Teori biaya sosial ini merupakan versi paling ekstrem dari semboyan caveat venditor (hendaklah si penjual berhati-hati). Walaupun teori ini paling mengintungkan bagi konsumen, rupanya sulit mempertahankannya juga. Kritik yang yang dikemukakan terhadap teori ini, bisa disingkatkan sebagai berikut. Pertama teori biaya sosial tampaknya kurang adil, karena menganggap orang bertanggung jawab atas hal-hal yang tidak diketahui atau tidak bisa dihindarkan. Menurut keadilan kompensantoris, orang harus bertanggung jawab atas akibat perbuatannya yang diketahui dapat terjadi dan bisa dicegah olehnya. Hanya atas syarat ini orang harus memberi ganti rugi. Kedua, teori biaya sosial membawa kerugian ekonomis. Bila teori ini dipraktekkan, produsen terpaksa harus mengambil asuransi terhadap klaim kerugian dan biaya asuransi itu bisa menjadi begitu tinggi, sehingga tidak terpikul lagi oleh banyak perusahaan. Apalagi teori ini akan mengakibatkan suasan kurang sehat dalam masyarakat, bila gara-gara alasan apa saja konsumen menuntut produsen di pengadilan. Ketiga, sepintas lalu rupanya teori biaya sosial itu dengan paling baik melindungi si konsumen. Namun demikian, pada kenyatannya konsumen dirugikan juga seandainya teori ini dipraktekkan. Akibat banyaknya tuntutan ganti rugi, produk akan bertambah mahal. Teori ini kurang memperhatikan tanggung jawab konsumen sendiri.setelah produk dibuat dengan perhatian semestinya dan dengan memberi peringatan terhadap risiko yang ada, konsumen sendiri harus memakai produk dengan baik dan hati-hati. Teori ini terlalu berat sebelah dengan membebankan segala tanggung jawab kepada produsen. Konsumen bertanggung jawab juga. Tetap ada unsur kebenaran dalam semboyang kuno caveat emptor (hendaklah si pembeli berhati-hati)

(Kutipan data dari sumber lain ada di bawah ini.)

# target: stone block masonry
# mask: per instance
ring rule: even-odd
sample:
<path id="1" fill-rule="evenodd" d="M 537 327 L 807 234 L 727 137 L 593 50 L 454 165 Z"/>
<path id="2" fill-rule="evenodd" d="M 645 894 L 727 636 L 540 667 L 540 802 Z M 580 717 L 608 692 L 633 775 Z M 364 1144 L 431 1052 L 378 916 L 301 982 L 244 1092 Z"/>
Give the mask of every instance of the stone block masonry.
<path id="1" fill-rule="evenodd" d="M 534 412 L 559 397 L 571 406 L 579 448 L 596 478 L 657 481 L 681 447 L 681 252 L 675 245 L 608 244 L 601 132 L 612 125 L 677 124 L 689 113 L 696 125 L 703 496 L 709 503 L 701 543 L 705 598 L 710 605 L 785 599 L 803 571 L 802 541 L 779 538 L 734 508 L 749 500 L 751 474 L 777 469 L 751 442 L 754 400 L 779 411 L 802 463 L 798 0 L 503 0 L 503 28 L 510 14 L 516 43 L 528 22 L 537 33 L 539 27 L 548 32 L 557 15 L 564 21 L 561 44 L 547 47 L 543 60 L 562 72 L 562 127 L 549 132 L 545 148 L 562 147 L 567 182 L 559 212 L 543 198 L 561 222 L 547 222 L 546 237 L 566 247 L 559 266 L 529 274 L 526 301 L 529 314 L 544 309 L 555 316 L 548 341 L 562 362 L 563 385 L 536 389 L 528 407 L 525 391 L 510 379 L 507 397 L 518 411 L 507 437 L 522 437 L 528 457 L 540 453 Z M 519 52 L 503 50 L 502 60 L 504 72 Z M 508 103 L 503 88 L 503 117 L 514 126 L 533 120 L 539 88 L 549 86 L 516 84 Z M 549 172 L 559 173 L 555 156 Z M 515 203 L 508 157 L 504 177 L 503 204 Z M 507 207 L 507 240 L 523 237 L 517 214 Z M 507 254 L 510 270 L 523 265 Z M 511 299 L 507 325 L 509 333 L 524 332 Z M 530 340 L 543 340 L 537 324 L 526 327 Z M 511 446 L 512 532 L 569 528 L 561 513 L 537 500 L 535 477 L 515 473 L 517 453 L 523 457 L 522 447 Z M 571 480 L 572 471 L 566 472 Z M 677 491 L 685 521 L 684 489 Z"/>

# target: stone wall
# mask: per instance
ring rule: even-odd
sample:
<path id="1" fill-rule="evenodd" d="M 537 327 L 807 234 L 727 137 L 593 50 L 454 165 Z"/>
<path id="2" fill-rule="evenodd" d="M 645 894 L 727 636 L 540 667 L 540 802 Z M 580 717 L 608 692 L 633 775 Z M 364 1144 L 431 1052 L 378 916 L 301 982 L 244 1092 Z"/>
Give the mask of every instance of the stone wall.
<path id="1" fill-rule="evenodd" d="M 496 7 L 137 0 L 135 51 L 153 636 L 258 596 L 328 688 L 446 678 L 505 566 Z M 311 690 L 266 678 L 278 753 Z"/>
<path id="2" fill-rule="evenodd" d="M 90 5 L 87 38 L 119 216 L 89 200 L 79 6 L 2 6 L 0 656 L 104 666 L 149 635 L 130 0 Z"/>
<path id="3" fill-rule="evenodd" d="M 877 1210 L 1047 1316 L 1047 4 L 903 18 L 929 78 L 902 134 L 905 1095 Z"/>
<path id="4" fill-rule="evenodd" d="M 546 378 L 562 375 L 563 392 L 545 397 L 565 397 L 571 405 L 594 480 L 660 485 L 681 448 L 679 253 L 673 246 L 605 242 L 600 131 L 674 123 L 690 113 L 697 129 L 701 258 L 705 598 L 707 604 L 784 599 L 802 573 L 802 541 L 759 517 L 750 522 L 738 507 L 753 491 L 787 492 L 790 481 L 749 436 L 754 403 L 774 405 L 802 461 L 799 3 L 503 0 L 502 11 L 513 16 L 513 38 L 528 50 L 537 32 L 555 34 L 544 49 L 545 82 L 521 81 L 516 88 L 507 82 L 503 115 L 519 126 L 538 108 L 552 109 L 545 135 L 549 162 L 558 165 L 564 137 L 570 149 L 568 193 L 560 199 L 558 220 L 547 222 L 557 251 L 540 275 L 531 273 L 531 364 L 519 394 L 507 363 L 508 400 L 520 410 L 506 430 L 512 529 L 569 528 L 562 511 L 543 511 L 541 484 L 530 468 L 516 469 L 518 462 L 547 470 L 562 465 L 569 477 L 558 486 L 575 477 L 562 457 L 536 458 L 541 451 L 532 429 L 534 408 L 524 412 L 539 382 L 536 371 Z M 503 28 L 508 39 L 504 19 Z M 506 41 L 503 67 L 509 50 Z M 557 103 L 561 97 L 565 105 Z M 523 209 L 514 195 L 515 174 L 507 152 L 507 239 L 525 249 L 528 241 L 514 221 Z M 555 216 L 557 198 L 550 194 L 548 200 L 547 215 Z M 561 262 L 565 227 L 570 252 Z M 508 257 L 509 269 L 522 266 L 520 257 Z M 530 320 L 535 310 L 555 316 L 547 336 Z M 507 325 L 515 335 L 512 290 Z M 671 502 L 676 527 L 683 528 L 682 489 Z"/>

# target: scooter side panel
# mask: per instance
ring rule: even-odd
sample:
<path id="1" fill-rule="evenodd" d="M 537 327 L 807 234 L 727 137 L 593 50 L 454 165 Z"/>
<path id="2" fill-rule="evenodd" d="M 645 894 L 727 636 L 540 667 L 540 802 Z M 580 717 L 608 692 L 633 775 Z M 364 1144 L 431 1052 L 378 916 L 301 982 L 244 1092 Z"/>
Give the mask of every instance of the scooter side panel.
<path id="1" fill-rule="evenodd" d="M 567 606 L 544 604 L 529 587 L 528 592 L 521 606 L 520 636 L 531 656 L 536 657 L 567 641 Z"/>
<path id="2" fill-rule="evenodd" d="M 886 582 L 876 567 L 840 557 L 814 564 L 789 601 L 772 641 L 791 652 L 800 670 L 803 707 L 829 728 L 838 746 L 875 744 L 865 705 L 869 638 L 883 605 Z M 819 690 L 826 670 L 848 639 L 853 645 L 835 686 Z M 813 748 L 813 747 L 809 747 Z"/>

      Dari uraian tersebut dapat disimpulkan bawa produsen bertanggung jawab untuk menyediakan produk yang aman bagi konsumen. Bila produknya mengakibatkan kerugian bagi konsumen disebabkan karena kesalahan produksi atau konstruksi maka produsen harus bertanggung jawab atas hal tersebut namun jika produk disalahgunakan oleh konsumen, produsen tidak bertanggung jawab atas hal tersebut. Produsen berkewajiban memberikan peringatan dalam petunjuk pemakaian akan bahaya yang melekat pada suatu produk sehingga dapat meminimalisir ataupun mencegah bahaya yang akan disebabkan dari pemakaian produk tersebut. Produsen harus menjamin bahwa produknya aman. Baik konsumen maupun produsen memiliki tanggung jawabnya masing-masing.
      Sebagai konsumen kita memiliki hak untuk mendapatkan produk yang aman dari produsen, oleh sebab itu terhadap UU mengenai perlindungan konsumen untuk melindungi dan terpenuhinya hak konsumen. Dalam bisnis baik produsen maupun konsumen harus menaati hukum bisnis yang ada untuk mewujudkan sebuah bisnis yang aman dan adil untuk semua pelaku bisnis.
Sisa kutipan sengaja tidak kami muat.